D’autre part, l’initiative acceptée par les citoyens suisses précise très clairement que « les plafonds valent pour toutes les autorisations délivrées en vertu du droit des étrangers ». Toutes les autorisations, difficile de trouver formule plus claire. Difficile également d’être plus limpide sur le dernier paragraphe de l’initiative acceptée le 9 février dernier : interdiction de conclure un nouveau traité international qui serait contraire au présent article (càd les contingents et la préférence nationale). Le changement constitutionnel voulu par les citoyens est clairement en contradiction avec l’accord tel qu’il est soumis à ratification.
La situation des élus fédéraux est donc loin d’être enviable : soit l’accord avec la Chine sera abandonné, soit la volonté du peuple inscrite dans la Constitution ne sera pas respectée. En toute logique, l’accord avec la Chine devrait être abandonné. En effet, l’UDC a promis de respecter strictement la volonté du peuple, sa décision ne fera donc même pas l’objet d’un débat. Il ne reste plus qu’à s’allier avec tous les déçus de l’accord avec la Chine – défenseurs des droits de l’homme et critiques du libre-échange – pour faire chuter l’accord.

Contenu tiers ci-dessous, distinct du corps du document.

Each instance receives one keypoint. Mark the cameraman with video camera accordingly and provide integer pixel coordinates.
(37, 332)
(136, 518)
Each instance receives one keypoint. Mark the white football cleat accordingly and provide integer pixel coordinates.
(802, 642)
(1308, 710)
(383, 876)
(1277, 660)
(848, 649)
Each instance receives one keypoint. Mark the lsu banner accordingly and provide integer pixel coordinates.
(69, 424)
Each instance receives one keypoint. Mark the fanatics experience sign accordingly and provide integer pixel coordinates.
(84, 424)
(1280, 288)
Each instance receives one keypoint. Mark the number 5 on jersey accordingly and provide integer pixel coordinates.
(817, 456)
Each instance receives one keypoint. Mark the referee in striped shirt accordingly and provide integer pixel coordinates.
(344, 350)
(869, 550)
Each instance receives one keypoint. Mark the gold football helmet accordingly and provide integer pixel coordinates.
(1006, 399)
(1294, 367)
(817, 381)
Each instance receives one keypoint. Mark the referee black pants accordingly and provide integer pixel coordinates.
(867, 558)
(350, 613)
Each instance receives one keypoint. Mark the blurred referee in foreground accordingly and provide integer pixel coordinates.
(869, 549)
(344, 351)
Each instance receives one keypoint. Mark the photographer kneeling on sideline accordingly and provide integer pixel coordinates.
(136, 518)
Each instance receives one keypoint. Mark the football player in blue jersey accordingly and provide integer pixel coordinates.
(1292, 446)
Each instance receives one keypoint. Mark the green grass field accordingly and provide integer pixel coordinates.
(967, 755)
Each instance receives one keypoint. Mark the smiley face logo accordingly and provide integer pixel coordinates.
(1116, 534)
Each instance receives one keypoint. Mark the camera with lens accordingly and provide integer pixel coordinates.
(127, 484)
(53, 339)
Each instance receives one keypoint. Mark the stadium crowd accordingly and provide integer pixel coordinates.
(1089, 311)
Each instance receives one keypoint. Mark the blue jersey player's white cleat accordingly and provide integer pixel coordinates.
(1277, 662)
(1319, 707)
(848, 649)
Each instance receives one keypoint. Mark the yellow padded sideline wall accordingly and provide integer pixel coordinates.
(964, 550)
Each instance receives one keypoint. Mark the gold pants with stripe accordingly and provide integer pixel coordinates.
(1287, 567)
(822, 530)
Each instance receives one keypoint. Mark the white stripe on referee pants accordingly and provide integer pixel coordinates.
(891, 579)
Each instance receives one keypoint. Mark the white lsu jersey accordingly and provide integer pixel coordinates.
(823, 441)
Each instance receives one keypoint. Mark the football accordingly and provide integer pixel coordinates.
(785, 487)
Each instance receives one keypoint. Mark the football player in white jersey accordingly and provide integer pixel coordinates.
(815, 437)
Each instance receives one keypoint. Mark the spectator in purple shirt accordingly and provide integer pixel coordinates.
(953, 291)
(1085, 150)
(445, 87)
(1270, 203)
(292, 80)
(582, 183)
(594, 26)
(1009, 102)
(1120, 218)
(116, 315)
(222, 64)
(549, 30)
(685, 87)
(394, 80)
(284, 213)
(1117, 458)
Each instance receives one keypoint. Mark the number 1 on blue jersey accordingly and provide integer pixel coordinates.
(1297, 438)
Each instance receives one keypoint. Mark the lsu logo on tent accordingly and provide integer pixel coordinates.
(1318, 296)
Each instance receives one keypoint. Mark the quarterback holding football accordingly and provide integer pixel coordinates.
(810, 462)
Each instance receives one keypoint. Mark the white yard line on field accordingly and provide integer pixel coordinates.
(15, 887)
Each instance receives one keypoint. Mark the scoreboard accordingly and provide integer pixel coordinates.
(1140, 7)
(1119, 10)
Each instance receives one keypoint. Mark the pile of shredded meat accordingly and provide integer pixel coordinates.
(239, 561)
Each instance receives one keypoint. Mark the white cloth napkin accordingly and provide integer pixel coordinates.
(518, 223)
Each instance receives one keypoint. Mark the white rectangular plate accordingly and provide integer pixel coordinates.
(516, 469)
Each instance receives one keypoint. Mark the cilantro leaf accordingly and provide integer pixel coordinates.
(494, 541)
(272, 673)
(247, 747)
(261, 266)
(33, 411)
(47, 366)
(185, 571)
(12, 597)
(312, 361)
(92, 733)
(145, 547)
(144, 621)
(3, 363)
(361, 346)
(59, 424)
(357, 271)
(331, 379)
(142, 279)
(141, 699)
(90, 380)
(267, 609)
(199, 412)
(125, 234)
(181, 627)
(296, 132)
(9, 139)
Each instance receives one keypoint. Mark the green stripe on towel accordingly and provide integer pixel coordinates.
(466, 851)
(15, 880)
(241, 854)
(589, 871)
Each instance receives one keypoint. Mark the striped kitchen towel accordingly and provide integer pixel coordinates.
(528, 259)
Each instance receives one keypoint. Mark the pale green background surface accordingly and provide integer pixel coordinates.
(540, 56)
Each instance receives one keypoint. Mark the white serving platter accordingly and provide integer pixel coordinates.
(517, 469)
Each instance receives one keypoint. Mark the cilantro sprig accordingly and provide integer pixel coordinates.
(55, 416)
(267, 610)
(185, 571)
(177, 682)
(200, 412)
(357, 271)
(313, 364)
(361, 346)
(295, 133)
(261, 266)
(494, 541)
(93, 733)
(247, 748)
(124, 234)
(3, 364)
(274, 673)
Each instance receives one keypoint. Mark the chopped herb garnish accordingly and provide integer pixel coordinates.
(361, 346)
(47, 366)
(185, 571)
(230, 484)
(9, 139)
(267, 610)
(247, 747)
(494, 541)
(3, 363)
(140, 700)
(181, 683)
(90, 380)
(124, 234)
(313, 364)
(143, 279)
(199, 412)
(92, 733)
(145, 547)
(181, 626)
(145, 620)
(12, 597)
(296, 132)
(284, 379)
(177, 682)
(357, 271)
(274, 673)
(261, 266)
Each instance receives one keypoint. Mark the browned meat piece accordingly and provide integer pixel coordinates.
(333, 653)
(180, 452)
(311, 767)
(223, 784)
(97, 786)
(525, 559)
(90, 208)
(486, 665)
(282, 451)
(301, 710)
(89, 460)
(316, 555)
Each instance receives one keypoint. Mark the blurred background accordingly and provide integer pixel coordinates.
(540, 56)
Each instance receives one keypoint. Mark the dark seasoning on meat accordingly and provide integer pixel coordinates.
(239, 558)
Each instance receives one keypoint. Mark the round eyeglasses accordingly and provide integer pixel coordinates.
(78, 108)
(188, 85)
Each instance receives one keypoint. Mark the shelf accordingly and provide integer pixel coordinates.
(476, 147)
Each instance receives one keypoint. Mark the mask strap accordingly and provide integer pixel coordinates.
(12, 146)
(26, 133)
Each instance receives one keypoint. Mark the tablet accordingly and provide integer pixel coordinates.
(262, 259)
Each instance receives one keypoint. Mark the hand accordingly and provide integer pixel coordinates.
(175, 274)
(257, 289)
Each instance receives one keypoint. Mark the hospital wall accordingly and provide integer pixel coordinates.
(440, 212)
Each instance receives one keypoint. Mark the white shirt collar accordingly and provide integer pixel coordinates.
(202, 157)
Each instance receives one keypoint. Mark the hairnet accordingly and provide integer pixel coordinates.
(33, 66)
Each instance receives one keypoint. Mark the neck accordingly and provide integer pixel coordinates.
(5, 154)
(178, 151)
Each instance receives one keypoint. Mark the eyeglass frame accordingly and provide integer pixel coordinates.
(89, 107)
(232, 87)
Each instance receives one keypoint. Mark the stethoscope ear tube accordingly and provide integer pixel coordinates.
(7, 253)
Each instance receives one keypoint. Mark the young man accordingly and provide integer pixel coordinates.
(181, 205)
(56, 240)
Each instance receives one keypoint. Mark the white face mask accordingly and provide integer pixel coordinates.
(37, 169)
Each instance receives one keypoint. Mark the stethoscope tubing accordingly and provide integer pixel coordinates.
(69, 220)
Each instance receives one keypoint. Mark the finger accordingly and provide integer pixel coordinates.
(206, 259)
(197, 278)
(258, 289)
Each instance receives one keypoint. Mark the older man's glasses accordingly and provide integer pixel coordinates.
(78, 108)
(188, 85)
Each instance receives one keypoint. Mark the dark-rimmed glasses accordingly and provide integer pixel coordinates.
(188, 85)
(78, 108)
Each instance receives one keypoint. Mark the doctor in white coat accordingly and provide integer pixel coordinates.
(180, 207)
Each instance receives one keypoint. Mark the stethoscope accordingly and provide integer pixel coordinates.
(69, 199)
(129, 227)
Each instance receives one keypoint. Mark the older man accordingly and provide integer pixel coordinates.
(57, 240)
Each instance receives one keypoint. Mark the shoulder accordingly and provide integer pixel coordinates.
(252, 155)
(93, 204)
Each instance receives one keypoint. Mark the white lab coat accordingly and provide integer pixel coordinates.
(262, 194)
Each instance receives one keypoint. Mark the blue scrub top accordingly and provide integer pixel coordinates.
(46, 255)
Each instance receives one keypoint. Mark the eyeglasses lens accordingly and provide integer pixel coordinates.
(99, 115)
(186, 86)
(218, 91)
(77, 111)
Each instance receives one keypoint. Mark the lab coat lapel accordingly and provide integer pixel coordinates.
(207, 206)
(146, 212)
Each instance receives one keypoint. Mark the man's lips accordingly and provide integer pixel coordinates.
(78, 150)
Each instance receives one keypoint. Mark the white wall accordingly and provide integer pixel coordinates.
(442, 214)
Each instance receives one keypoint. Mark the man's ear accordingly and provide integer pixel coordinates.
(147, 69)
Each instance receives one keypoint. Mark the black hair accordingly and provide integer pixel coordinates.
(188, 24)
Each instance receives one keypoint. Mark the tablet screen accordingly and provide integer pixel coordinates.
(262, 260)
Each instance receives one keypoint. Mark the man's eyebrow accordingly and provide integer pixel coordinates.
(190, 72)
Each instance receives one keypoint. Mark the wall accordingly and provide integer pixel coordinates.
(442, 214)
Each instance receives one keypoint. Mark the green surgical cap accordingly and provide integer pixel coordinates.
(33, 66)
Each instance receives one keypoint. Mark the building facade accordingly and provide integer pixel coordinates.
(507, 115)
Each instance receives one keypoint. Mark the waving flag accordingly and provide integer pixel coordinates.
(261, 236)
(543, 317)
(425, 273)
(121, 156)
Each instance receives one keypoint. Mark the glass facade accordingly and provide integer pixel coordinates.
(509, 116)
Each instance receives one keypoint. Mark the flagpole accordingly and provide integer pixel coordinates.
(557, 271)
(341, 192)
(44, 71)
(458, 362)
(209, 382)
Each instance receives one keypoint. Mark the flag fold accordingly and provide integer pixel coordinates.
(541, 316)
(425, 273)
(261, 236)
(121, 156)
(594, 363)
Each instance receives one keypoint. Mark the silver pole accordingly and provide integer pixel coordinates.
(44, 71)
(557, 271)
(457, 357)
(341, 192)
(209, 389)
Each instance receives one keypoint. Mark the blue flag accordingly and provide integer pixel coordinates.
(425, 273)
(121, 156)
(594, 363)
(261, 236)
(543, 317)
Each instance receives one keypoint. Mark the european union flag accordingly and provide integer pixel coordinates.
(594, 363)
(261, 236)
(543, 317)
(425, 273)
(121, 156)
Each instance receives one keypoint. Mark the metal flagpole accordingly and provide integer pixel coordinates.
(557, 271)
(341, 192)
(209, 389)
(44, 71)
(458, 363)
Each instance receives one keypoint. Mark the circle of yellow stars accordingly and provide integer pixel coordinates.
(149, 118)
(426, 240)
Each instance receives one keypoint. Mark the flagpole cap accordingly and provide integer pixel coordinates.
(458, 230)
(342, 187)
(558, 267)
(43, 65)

Pas besoin d’être grand clerc pour voir que ce scénario ne se jouera pas jeudi 20 mars au Conseil des Etats. « La porte la plus sûre est celle qu’on peut laisser ouverte » rappelle un proverbe chinois : il ne fait aucun doute que l’accord avec la Chine sera ratifié. Tous les citoyens soucieux des institutions de ce pays devraient alors poser deux questions à leurs représentants. Premièrement, cette contradiction avec le choix populaire n’est-il pas le dernier argument nécessaire pour soumettre l’accord au referendum facultatif ? Comme l'explique Oliver Diggelmann dans un avis de droit, l’accord de libre-échange avec la Chine n’est pas un accord business as usual. Il interroge nos valeurs et pose des questions fondamentales de légitimité politique – encore plus après le 9 février.
Deuxièmement, si le Conseil des Etats choisit de ratifier l’accord avec la Chine, il passe clairement sous silence un choix très clair des citoyens. Mais qui, si ce n’est la chambre des Sages, prendra encore au sérieux la Constitution et le vote populaire ? L’accord chinois fait office de premier test du crédit que les élus fédéraux entendent donner au texte de l’UDC – à commencer par le parti de Blocher lui-même. Si l’accord est accepté, le vote du 9 février ne serait qu’une irruption démocratique de colère, sans lendemain et sans conséquence. Et notre Constitution ne serait que l’enseigne où les citoyens exaspérés se défoulent.